Беби из Голливуда | страница 36



— Ладно, сделаем! Пошли со мной, я в списках допущенных на съемки. Главный режиссер парень что надо, его зовут Жив О’Глотт. Он мне устроил местечко среди аккредитованных, после того как я ему приволок целый выводок девиц, чтобы скрашивать вечера.

Галиматье знает киностудии Франции лучше, чем свою собственную квартиру, куда он вообще редко заходит. Он ведет меня через широкие, заставленные декорациями и аппаратурой коридоры. Под ногами валяются километры смотанных в рулоны кабелей. Мы проходим мимо ряда стульев в стиле ампир, заворачиваем за голландскую печь с фальшивыми изразцами, затем перешагиваем через деревянный манекен, который удивленно таращится невидящими глазами на снующий во все стороны народ, и, наконец, останавливаемся перед широкой и настолько толстой дверью, что внутри легко могла бы квартировать целая семья из дюжины человек.

Над дверью горит красный фонарь.

— Красный свет! — произносит Альбер, подмигивая самому себе.

Он снова смотрит на меня изучающе. Взгляд настолько липкий, что его, кажется, можно использовать в качестве липучки для мух.

Чтобы немного разрядить обстановку, я спрашиваю:

— Классный фильм?

— Как сказать, — строит гримасу мастер восклицательных знаков. — Меняются нравы, появляются новые спецэффекты, но нет достойных сюжетов.

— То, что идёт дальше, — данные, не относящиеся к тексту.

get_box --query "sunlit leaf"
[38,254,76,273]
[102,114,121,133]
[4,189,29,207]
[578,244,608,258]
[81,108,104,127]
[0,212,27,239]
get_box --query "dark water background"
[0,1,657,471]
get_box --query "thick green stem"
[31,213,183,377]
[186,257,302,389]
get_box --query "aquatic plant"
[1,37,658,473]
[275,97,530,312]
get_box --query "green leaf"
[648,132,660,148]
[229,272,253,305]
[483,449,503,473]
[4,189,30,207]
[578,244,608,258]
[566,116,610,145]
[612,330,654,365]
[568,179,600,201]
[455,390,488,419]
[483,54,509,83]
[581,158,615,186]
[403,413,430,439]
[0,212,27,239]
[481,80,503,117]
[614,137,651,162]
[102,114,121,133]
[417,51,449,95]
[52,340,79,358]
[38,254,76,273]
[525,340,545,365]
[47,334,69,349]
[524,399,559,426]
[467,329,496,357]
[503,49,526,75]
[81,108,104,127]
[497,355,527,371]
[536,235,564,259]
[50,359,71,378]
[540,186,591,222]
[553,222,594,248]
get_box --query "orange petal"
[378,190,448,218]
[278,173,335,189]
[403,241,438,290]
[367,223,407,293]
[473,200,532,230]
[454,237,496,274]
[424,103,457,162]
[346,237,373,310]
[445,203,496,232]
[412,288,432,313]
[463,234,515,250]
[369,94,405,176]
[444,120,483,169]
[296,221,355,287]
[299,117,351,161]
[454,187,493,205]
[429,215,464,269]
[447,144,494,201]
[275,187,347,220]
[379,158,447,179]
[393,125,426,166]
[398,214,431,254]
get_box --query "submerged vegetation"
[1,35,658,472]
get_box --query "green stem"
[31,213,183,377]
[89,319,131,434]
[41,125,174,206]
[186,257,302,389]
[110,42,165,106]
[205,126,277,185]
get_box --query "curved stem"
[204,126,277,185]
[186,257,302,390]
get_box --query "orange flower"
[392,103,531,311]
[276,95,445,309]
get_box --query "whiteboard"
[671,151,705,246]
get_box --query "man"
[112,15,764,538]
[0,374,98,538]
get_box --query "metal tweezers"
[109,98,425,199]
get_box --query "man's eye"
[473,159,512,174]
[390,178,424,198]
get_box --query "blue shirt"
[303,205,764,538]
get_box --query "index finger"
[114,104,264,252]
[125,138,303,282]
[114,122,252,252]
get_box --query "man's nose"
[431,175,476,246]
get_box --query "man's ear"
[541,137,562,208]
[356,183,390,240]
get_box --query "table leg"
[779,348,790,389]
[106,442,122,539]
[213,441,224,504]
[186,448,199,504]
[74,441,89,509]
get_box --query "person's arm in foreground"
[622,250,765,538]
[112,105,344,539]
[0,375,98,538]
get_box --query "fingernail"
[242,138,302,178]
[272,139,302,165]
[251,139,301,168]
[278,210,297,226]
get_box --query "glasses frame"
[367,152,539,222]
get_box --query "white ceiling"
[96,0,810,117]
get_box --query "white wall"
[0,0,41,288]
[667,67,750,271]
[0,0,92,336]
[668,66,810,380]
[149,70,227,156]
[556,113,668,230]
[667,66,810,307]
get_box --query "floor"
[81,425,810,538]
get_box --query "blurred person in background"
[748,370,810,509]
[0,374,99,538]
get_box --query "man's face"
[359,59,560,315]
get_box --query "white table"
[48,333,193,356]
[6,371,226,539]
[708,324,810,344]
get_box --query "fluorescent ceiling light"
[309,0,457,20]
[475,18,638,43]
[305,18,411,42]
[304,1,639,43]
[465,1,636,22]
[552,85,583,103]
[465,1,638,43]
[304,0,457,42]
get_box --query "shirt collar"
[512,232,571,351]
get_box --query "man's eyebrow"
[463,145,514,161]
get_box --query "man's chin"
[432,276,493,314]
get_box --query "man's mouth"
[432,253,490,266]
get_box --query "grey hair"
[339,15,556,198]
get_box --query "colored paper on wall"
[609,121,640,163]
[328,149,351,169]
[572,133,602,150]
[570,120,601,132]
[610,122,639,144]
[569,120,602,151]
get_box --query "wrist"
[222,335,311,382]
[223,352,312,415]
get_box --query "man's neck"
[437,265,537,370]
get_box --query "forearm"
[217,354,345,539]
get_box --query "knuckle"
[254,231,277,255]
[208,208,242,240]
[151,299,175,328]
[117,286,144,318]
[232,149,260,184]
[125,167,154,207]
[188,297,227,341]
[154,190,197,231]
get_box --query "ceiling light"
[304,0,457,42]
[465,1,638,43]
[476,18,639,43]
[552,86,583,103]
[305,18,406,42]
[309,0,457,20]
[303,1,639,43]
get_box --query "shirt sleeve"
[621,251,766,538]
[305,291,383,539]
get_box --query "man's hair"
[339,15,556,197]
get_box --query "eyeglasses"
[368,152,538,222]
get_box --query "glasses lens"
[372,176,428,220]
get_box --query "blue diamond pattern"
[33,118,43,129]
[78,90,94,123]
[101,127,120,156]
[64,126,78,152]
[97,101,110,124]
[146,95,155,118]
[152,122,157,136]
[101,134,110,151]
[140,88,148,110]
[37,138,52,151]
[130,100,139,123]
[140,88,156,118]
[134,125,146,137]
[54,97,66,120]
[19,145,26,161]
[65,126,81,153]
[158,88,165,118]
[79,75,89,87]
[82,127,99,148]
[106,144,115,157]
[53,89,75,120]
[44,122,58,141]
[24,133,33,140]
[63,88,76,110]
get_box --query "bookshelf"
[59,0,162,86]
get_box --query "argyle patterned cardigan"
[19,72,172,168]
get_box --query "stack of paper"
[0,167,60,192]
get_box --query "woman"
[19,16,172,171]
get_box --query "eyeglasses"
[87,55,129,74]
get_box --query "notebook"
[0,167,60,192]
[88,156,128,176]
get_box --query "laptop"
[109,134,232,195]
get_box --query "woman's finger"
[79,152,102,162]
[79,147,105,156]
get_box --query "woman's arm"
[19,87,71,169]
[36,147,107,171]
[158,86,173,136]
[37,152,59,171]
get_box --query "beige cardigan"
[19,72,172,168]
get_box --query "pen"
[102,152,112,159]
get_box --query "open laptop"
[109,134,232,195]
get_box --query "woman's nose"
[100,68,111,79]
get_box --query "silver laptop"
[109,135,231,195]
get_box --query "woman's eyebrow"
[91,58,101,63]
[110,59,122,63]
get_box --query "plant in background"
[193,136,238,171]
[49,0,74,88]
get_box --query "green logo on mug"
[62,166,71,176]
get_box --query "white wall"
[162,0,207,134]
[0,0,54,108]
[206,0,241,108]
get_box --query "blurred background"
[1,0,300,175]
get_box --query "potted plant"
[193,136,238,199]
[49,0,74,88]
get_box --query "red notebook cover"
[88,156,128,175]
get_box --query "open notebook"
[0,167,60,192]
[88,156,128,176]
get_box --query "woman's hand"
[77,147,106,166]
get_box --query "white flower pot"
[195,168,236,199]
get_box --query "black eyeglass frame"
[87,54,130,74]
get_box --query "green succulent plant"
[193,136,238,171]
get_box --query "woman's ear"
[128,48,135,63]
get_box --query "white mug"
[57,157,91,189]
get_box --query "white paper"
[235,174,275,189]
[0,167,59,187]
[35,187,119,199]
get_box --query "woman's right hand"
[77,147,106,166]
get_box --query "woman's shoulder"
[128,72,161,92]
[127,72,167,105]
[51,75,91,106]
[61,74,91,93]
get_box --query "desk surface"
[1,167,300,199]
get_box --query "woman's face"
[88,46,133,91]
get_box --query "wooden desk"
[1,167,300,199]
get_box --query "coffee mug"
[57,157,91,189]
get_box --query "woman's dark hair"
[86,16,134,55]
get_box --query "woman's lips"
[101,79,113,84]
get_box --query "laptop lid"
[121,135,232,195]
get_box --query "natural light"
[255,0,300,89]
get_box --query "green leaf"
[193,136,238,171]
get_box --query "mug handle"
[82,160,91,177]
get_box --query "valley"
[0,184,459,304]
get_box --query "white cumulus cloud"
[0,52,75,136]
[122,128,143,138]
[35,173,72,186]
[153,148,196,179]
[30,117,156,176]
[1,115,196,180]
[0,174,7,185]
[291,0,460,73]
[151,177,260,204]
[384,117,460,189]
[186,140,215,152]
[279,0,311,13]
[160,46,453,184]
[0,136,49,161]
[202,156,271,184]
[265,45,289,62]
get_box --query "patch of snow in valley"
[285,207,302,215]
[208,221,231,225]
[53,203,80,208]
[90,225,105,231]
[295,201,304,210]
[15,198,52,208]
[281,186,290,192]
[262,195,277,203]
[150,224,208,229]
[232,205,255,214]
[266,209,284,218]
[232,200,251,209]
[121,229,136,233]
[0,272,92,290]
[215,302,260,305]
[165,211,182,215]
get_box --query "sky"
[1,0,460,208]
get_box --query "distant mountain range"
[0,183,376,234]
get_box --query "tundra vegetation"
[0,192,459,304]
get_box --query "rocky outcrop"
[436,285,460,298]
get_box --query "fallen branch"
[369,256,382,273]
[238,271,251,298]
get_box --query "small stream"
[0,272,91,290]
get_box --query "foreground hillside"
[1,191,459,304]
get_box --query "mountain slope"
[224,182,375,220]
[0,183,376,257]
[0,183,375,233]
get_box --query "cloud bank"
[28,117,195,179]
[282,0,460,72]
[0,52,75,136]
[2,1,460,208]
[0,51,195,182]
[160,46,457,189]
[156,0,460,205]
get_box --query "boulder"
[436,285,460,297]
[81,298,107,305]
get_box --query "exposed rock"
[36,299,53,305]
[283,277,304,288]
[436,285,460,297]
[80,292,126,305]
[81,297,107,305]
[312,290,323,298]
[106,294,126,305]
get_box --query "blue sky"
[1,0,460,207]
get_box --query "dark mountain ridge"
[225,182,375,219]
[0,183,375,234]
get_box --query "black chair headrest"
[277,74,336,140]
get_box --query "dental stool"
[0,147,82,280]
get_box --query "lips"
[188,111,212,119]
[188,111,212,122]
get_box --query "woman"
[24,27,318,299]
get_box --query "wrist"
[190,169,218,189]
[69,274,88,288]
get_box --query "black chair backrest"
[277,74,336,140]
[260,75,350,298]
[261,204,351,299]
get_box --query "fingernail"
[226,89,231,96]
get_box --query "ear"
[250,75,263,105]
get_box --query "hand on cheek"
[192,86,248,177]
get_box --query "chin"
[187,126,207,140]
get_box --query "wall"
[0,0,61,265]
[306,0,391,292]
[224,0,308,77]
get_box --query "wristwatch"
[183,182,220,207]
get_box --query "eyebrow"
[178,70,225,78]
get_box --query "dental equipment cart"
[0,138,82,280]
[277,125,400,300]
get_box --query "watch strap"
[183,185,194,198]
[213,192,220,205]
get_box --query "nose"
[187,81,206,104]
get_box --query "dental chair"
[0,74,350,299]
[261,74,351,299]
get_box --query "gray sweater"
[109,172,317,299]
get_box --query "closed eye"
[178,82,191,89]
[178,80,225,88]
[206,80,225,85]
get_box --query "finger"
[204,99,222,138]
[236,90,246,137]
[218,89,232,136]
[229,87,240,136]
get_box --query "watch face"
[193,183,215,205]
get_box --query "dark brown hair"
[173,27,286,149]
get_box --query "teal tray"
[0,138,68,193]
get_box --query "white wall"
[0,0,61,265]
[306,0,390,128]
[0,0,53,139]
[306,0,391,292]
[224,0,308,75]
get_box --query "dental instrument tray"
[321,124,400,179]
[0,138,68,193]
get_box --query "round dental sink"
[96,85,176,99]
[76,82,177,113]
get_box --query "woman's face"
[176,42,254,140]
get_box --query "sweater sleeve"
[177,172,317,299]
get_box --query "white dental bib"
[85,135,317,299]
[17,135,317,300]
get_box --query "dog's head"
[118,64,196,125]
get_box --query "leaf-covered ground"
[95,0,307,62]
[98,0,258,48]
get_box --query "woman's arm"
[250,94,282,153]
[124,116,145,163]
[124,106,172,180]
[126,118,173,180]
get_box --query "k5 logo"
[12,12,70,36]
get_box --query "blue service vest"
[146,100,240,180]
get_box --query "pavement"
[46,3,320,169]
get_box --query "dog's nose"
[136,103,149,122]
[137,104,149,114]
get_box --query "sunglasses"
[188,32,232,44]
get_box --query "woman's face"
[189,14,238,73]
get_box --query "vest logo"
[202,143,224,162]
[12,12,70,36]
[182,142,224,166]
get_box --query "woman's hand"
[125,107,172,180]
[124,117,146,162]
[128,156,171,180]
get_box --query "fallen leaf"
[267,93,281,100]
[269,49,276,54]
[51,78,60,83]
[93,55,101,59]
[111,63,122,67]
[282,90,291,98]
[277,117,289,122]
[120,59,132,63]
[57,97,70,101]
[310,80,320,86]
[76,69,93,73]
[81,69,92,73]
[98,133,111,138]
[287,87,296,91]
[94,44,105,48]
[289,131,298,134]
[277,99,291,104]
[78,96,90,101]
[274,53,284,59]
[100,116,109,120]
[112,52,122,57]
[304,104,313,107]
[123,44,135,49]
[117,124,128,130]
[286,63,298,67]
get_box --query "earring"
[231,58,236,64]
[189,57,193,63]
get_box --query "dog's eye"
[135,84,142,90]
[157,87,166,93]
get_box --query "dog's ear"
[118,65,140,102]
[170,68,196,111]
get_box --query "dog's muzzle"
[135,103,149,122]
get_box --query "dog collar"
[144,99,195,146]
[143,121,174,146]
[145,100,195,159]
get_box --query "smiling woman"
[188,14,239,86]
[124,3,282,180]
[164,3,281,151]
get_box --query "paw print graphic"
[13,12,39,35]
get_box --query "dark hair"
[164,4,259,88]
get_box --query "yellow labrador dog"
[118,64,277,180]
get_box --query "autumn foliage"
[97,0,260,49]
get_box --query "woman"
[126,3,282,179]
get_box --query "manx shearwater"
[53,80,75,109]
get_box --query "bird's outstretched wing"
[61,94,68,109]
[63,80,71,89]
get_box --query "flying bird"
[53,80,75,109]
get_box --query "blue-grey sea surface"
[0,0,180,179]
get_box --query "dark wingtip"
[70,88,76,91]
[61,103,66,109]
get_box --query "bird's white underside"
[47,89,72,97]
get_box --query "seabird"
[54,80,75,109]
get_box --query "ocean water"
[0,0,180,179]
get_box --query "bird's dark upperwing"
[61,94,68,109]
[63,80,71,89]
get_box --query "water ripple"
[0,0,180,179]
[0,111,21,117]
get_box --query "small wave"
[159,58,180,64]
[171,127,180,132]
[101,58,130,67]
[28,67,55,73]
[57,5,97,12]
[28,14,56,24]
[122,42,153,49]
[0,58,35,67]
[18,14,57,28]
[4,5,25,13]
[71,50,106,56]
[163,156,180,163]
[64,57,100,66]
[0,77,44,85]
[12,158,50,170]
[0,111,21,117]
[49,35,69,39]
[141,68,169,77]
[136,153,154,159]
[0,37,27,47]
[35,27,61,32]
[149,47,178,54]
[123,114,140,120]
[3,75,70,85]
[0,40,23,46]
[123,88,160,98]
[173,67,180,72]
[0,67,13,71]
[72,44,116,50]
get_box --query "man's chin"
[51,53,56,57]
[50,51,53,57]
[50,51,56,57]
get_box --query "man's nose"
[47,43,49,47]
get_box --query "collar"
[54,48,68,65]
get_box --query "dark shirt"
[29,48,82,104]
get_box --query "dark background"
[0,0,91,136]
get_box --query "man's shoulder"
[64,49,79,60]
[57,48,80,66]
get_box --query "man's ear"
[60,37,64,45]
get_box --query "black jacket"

Разбираясь в тонкостях кинематографической кухни, он решает выплеснуть на меня свои знания и шепчет с жаром:

— Понимаешь, комиссар, сюжет в кино заключается в том, что один господин хочет прыгнуть на даму, но по разным причинам может это сделать только в конце фильма или книги. Ситуации разные, а сюжет один и тот же. Типичный в новом кино. В наше извращенное время если господин хочет даму, то он ее возьмет в натуральном виде, быстро, не спрашивая мнения семейного совета. Понял? А как следствие — кризис жанра.

Красный фонарь гаснет. Механик сцены открывает тяжелую дверь.

— Пошли! — бросает Альбер. Он широким шагом входит в студию площадью с общественный туалет. Этот Галиматье везде как дома. В его присутствии хозяева начинают чувствовать себя гостями.

В студии царит страшный гвалт. Включенные прожекторы ослепляют меня. По студии мечутся люди с очень озабоченным видом. Из-за жары и духоты я несколько теряюсь. Народ в основном одет в вельвет, замшу и кожу. Вперемешку слышится английская и французская речь.

Галиматье перешагивает через загородку, и мы выходим прямо под свет прожекторов на съемочную площадку, изображающую великолепно воссозданную улицу Марселя. На полу настоящая булыжная мостовая, а в глубине виден старый порт.